U.S. Senate Majority Leader Mitch McConnell, R-Ky., called the passage of the trade pact "a major step for our whole country.
"In the 26 years since the ratification of NAFTA, trade with Mexico and Canada has come to directly support 12 million American jobs," McConnell said in a speech on the Senate floor ahead of the final vote. "Twelve-million workers, and their families, who depend on robust trade with our North American neighbors."
The Trump administration has expressed optimism that the USMCA and the recent trade deal with China will spur economic growth as the president heads into a re-election battle.
"The farmers are really happy with the new China Trade Deal and the soon to be signed deal with Mexico and Canada, but I hope the thing they will most remember is the fact that I was able to take massive incoming Tariff money and use it to help them get through the tough times!," Trump tweeted Thursday morning.
"Whatever lingering fears anybody might have had about a recession, very hard to imagine a recession occurring in the face of these two trade deals," U.S. Commerce Secretary Wilbur Ross added in an interview with Fox Business. "Adding together USMCA and the China deal, that's over $2 trillion of trade. That's an enormous number."
Automakers and groups that lobby for the industry in Washington hailed passage of the USMCA, saying free trade with Canada and Mexico are vital to Detroit manufacturers' ability to compete in the international market.
Ford Motor Co. said in a statement: "We’ve long supported this trade pact, which takes strong actions to address currency manipulation and requires the auto industry as a whole to increase their investments in research, development and operations in the U.S."
General Motors Co. also said it was pleased with the deal.
"The agreement is vital to the success of the North American auto industry," said Jeannine Ginivan, a spokeswoman for GM, in a statement Thursday."... The certainty that comes with having this strong and modern agreement in place is welcome news and we look forward to working with all three governments on its implementation."
Matt Blunt, president of the American Automotive Policy Council, which lobbies for Ford, General Motors Co. and Fiat Chrysler Automobiles, said the revised trade pact is "a 21st-century trade agreement that includes vital components to address currency manipulation and the acceptance of vehicles built to U.S. regulatory standards.
"This trade agreement will serve as a model for future trade agreements, and help grow the U.S. economy as a whole, especially the auto sector and its manufacturing supply chain," he said.
Charlie Gilchrist, chairman of the National Automobile Dealers Association, said the pact will reduce the threat of additional, broad-based tariffs on vehicles and parts produced in North America.
The labor provisions are an attempt to boost U.S. jobs, but it remains to be seen if automakers that have gravitated to lower wages in Mexico will decide if they can profitably return more production stateside.
Mexico says that about 30% of its current auto production would not conform to the new rules, but the country has not specified which rules would not be met.

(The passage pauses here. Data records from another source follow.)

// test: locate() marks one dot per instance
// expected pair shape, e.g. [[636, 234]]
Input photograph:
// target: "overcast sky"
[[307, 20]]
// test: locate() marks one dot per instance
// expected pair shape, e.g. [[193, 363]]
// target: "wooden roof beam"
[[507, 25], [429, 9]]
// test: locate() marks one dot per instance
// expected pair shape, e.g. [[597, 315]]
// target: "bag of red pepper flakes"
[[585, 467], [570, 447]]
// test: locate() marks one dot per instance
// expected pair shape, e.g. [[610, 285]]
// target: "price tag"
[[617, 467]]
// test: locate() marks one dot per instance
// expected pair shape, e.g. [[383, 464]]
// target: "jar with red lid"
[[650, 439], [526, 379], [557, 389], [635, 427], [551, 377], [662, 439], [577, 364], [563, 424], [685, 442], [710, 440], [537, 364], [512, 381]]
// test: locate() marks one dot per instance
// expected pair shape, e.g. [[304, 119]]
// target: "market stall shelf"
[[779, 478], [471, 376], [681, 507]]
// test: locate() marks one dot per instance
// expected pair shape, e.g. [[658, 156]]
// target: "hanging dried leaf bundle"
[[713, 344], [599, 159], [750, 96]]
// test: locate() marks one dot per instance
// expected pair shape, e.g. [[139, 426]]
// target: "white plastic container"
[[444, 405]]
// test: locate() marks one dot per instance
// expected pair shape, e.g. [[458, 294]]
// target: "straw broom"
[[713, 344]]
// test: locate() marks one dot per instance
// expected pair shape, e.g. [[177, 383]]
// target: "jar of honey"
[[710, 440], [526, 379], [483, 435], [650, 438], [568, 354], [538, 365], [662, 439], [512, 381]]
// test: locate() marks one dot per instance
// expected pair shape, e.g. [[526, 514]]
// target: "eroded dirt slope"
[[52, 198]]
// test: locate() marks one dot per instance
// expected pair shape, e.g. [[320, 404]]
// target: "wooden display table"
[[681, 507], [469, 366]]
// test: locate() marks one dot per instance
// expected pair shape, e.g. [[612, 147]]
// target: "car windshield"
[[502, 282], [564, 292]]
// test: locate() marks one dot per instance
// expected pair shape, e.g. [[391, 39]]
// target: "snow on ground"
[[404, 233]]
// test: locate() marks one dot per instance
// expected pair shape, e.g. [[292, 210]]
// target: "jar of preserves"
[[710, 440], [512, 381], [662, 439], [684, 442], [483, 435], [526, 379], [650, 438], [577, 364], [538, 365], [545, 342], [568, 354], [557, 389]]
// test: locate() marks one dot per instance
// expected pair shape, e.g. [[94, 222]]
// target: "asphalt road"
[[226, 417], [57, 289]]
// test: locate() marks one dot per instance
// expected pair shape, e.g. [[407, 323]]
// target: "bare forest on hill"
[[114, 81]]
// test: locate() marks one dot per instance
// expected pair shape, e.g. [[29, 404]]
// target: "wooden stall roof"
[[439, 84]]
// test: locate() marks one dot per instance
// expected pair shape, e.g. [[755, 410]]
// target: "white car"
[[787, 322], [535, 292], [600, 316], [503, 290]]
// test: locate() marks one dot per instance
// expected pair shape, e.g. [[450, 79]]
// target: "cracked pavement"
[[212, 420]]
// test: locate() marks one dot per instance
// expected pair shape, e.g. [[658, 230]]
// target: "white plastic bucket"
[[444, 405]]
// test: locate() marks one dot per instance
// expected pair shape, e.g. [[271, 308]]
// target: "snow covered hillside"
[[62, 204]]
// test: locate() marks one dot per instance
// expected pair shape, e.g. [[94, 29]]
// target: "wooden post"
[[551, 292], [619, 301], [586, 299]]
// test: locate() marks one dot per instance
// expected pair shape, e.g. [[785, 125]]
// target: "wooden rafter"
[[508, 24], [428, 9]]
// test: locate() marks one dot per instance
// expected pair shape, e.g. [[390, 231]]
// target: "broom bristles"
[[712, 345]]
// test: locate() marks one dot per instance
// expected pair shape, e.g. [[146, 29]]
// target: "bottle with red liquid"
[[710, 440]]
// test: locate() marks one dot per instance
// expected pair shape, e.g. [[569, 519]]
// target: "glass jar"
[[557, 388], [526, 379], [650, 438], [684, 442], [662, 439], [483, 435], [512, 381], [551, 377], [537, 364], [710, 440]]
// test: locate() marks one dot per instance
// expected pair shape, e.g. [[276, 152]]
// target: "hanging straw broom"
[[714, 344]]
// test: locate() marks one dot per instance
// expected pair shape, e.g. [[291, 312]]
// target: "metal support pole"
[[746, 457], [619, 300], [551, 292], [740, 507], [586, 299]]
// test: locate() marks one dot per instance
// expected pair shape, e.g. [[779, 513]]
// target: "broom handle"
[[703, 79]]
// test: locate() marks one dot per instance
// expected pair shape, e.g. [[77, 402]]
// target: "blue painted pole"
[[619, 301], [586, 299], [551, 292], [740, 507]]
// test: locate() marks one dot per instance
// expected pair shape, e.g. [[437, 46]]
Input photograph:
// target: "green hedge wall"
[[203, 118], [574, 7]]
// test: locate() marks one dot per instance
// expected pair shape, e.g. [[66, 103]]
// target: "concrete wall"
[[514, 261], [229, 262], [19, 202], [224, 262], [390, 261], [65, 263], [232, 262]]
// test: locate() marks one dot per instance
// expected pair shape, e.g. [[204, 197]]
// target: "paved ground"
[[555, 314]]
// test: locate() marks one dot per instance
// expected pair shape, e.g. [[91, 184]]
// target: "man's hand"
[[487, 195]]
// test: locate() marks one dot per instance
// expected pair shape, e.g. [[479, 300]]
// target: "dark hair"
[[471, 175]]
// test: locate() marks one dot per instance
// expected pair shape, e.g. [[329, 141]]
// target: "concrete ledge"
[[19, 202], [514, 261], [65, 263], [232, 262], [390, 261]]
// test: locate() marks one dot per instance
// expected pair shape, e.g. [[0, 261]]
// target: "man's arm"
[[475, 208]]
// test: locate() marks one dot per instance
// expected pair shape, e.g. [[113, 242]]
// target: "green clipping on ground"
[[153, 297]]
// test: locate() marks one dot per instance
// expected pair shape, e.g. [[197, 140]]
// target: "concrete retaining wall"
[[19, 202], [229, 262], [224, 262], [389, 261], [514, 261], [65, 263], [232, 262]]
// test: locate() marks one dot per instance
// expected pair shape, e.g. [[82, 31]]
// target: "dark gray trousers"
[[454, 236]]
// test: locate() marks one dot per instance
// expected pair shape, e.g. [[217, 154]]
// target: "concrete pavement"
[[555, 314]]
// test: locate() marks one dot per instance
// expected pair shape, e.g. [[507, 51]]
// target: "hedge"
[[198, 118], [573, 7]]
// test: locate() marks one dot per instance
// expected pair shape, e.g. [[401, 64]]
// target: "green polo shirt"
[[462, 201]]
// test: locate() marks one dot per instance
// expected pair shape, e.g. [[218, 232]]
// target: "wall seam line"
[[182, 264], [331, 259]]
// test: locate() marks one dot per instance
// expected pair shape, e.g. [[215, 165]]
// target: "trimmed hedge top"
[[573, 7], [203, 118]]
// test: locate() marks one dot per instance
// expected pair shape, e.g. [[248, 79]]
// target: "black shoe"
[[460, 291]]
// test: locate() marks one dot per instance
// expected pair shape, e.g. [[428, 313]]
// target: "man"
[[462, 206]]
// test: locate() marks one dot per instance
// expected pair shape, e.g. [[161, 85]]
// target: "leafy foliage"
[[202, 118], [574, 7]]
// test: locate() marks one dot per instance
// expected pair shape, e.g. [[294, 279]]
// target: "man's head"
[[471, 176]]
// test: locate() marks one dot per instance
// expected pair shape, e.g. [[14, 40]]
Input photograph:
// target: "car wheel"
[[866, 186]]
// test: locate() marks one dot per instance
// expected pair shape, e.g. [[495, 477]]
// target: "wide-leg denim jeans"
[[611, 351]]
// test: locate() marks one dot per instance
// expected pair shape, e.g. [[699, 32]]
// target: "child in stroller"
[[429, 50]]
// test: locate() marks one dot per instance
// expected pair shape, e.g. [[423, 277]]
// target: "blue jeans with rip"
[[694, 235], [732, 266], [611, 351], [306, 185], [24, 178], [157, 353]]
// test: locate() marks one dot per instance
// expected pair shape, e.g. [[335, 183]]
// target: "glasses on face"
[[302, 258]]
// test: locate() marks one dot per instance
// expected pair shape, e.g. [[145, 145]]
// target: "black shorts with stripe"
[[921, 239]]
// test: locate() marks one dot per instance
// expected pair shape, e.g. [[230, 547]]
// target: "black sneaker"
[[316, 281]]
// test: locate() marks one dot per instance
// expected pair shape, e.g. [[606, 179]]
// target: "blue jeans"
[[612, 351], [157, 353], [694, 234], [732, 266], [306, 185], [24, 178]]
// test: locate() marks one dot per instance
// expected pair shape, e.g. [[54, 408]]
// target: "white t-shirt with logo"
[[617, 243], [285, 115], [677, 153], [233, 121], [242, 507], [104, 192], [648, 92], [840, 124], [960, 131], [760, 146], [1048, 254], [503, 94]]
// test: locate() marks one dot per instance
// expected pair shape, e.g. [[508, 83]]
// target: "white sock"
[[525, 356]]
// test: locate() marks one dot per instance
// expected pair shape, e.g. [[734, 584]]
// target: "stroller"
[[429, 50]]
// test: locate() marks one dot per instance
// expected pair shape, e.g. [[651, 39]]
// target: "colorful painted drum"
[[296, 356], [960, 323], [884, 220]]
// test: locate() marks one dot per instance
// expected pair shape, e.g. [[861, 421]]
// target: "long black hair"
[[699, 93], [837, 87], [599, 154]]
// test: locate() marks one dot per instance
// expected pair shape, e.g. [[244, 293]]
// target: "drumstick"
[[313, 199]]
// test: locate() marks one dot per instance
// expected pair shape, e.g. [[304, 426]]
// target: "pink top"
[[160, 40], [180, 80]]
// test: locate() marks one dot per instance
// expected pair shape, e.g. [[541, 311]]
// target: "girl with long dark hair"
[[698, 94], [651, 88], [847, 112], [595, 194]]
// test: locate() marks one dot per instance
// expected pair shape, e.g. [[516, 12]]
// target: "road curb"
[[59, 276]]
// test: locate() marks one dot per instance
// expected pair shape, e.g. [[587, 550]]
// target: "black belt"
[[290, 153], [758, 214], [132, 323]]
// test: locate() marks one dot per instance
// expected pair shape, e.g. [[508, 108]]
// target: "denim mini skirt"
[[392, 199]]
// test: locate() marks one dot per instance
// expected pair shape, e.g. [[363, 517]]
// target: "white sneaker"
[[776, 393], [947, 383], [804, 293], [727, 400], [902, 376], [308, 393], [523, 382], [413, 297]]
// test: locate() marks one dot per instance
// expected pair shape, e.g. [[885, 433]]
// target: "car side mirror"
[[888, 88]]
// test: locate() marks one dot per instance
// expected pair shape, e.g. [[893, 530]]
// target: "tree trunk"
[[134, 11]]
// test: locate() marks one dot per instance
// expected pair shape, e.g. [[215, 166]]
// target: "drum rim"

Industry observers expect some models that have low domestic sales volume or are too costly to bring into compliance will be withdrawn from the U.S. market.
The vast majority of U.S. and Canadian production is expected to conform to the rules within a three- to five-year transition period, the Ann Arbor-based Center for Automotive Research forecasts.
Charlie Chesbrough, senior economist and senior director of industry insights for Cox Automotive, believes changes in the content requirements and hourly wage rules should increase U.S. production. "However," he said, "the broader vehicle market is slowing, so potential gains may be offset."
"There have been years of uncertainty and potential disruption, and long-term planning has been challenging," he said. "The rules are now established and companies can now start developing their supply chains for the future."